Von Hess points out that “dust and dirt accumulate and people tend to forget to clean the items they use most if you can’t physically put it in a washer and dryer.” Don’t forget about vacuuming your furniture, lampshades, and drapes, along with cleaning light switches, drawer handles, door knobs, and other high touch areas.
Fall is also a great time to purge your pantry, wipe everything down and restock. “Clean out those old and expired soup cans and boxes of packaged food,” Ostrander says. “Make a list of your favorite cozy-weather meals and stock up while the weather is nice.”
Don’t forget your outdoor areas
While the weather is still nice out, you’ll want to prioritize outdoor spaces like the backyard, balcony, patio, and garage. “If you’re really ambitious or short on space, you can build an insulated storage cabinet for paints and glues,” Ostrander says while pointing out some things we store in our garages need to be protected from extreme cold temps, like paint which needs to be kept between 60 and 80 degrees.

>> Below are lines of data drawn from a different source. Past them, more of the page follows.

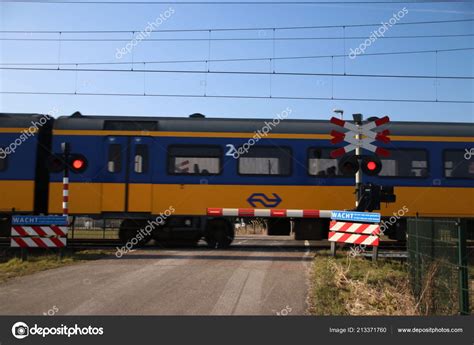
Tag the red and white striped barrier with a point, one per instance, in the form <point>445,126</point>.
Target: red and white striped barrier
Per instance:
<point>355,233</point>
<point>255,212</point>
<point>42,231</point>
<point>38,242</point>
<point>353,238</point>
<point>356,228</point>
<point>38,236</point>
<point>65,196</point>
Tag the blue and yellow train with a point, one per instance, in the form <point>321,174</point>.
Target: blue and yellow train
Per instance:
<point>136,168</point>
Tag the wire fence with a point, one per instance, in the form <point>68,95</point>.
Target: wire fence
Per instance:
<point>88,228</point>
<point>440,265</point>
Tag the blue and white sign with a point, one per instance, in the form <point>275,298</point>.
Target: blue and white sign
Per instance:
<point>39,220</point>
<point>367,217</point>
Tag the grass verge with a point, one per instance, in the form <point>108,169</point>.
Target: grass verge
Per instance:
<point>12,266</point>
<point>346,285</point>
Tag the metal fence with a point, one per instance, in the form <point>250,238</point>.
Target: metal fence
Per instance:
<point>88,228</point>
<point>440,265</point>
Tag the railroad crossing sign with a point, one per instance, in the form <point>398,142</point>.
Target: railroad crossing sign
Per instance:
<point>369,217</point>
<point>38,232</point>
<point>355,233</point>
<point>360,136</point>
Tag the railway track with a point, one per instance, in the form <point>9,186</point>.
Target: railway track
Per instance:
<point>241,242</point>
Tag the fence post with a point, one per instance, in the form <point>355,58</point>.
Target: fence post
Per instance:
<point>462,270</point>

Dixon recommends you look out for your future self early while shopping and caring for your outdoor furniture. “Investing in furniture that can withstand the conditions is helpful, but regardless, spring cleaning is much easier when you have covered your furniture through harsh winter weather,” she adds. Ostrander recommends brands like Outer and notes that pieces made from poly resin (which you can find from Ledge Lounger) or poly wood seem to last longer.